Wednesday, June 9, 2010

Cursors

How to Perform SQL Server Row-by-Row Operations Without Cursors



USE AdventureWorks
GO
DECLARE @ProductID INT
DECLARE
@getProductID CURSOR
SET
@getProductID = CURSOR FOR
SELECT
ProductID
FROM Production.Product
OPEN @getProductID
FETCH NEXT
FROM @getProductID INTO @ProductID
WHILE @@FETCH_STATUS = 0
BEGIN
PRINT
@ProductID
FETCH NEXT
FROM @getProductID INTO @ProductID
END
CLOSE
@getProductID
DEALLOCATE @getProductID
GO

SQL cursors have been a curse to database programming for many years because of their poor performance. On the other hand, they are extremely useful because of their flexibility in allowing very detailed data manipulations at the row level. Using cursors against SQL Server tables can often be avoided by employing other methods, such as using derived tables, set-based queries, and temp tables. A discussion of all these methods is beyond the scope of this article, and there are already many well-written articles discussing these techniques.

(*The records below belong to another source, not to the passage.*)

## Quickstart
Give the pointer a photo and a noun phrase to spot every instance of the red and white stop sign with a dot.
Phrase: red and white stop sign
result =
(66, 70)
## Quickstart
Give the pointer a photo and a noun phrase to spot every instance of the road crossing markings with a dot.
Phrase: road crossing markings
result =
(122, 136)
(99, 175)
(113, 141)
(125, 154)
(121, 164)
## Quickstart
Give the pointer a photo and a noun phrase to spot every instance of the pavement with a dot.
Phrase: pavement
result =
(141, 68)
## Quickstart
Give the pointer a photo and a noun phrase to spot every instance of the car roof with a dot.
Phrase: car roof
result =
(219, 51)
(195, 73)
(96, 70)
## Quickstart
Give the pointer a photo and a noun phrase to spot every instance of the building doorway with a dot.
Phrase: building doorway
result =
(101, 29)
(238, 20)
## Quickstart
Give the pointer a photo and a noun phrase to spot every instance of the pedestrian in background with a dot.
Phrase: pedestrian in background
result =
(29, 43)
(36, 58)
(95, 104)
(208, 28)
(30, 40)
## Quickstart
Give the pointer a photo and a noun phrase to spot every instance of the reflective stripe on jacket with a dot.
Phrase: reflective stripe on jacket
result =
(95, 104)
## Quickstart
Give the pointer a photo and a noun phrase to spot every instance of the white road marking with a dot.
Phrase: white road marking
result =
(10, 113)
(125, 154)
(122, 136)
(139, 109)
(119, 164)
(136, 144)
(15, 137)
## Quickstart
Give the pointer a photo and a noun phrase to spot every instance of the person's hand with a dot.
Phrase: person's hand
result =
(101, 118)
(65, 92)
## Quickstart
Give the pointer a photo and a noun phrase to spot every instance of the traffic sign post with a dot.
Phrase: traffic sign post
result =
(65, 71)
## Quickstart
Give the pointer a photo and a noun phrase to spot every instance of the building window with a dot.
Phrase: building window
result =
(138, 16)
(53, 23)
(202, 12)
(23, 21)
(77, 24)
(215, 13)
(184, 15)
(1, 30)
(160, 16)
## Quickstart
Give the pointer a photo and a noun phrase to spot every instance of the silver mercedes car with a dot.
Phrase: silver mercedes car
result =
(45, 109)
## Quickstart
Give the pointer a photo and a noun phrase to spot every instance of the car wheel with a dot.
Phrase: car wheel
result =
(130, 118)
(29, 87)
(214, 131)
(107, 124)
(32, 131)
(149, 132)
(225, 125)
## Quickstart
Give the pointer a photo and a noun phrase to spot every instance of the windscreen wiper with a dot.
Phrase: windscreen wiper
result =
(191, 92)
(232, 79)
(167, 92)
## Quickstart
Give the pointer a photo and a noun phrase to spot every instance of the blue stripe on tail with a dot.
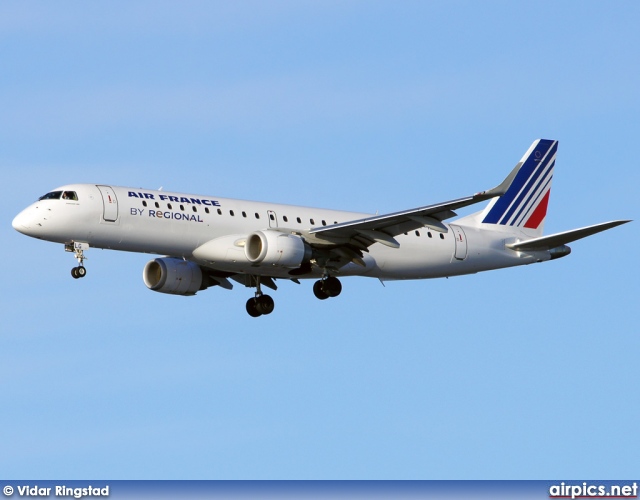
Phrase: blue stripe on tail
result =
(536, 171)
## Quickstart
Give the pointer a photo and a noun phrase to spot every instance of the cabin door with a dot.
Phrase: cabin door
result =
(109, 203)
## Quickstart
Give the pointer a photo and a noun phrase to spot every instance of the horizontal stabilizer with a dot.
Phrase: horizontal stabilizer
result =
(558, 239)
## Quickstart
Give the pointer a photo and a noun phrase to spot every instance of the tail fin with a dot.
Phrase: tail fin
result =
(524, 205)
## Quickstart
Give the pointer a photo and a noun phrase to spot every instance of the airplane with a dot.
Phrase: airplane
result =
(207, 241)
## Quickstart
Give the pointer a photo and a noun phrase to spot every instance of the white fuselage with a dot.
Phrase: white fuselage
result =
(173, 224)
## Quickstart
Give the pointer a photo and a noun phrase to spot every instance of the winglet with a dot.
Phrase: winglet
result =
(559, 239)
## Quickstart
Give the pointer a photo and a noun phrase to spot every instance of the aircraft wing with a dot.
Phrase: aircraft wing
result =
(383, 228)
(558, 239)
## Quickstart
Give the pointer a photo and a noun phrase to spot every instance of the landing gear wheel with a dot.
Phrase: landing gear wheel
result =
(332, 286)
(318, 290)
(252, 308)
(264, 304)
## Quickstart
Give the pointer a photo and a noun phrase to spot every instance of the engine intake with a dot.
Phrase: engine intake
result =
(174, 276)
(271, 248)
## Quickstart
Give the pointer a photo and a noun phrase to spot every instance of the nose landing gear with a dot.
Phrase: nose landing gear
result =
(78, 252)
(79, 272)
(260, 304)
(325, 288)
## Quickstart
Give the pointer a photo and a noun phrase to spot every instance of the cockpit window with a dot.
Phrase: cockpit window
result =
(54, 195)
(70, 195)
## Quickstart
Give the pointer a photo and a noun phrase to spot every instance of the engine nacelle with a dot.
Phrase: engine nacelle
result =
(175, 276)
(272, 248)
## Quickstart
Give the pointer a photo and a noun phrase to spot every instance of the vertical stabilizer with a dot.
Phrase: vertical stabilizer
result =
(524, 205)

The focus of this article is directed at using non-cursor-based techniques for situations in which row-by-row operations are the only, or the best method available, to solve a problem. Here, I will demonstrate a few programming methods that provide a majority of the cursor’s flexibility, but without the dramatic performance hit.

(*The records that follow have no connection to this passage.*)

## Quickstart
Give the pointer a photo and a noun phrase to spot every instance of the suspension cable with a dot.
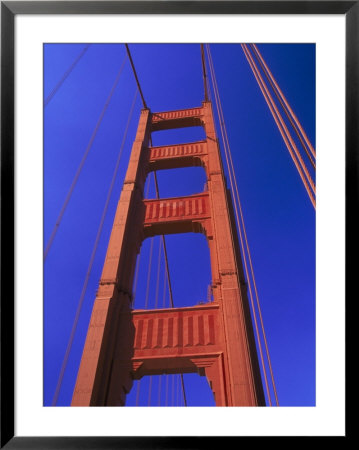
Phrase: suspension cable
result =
(65, 75)
(79, 169)
(136, 77)
(286, 102)
(288, 135)
(169, 280)
(221, 123)
(92, 258)
(286, 111)
(247, 245)
(282, 128)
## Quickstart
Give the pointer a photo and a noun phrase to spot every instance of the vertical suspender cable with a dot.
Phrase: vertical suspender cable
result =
(221, 122)
(79, 169)
(169, 283)
(205, 82)
(84, 288)
(247, 247)
(158, 272)
(65, 75)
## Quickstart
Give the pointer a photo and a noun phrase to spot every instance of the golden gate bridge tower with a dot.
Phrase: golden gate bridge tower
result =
(214, 339)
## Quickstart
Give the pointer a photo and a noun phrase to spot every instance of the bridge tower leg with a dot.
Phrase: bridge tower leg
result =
(215, 339)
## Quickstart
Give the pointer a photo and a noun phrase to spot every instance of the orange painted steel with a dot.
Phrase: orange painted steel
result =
(215, 339)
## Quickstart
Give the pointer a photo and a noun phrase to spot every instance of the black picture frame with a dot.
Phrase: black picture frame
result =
(9, 9)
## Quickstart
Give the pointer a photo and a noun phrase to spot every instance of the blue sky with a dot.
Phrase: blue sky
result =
(280, 220)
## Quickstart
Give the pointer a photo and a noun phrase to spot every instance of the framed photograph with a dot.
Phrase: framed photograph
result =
(108, 251)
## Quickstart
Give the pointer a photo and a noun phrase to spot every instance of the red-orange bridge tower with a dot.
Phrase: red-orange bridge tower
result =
(214, 339)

Let’s begin by reviewing a simple cursor procedure that loops through a table. Then we’ll examine a non-cursor procedure that performs the same task.

if exists (select * from sysobjects where name = N'prcCursorExample')

drop procedure prcCursorExample

go

CREATE PROCEDURE prcCursorExample

AS

/*

** Cursor method to cycle through the Customer table and get Customer Info for each iRowId.

**

** Revision History:

** ---------------------------------------------------

** Date Name Description Project

** ---------------------------------------------------

** 08/12/03 DVDS Create ----

**

*/

SET NOCOUNT ON

-- declare all variables!

DECLARE @iRowId int,

@vchCustomerName nvarchar(255),

@vchCustomerNmbr nvarchar(10)

-- declare the cursor

DECLARE Customer CURSOR FOR

SELECT iRowId,

vchCustomerNmbr,

vchCustomerName

FROM CustomerTable

OPEN Customer

FETCH Customer INTO @iRowId,
@vchCustomerNmbr,
@vchCustomerName

-- start the main processing loop.

WHILE @@Fetch_Status = 0

BEGIN

-- This is where you perform your detailed row-by-row

-- processing.

-- Get the next row.

FETCH Customer INTO @iRowId,
@vchCustomerNmbr,
@vchCustomerName

END

CLOSE Customer

DEALLOCATE Customer

RETURN


As you can see, this is a very straight-forward cursor procedure that loops through a table called CustomerTable and retrieves iRowId, vchCustomerNmbr and vchCustomerName for every row. Now we will examine a non-cursor version that does the exact same thing:

if exists (select * from sysobjects where name = N'prcLoopExample')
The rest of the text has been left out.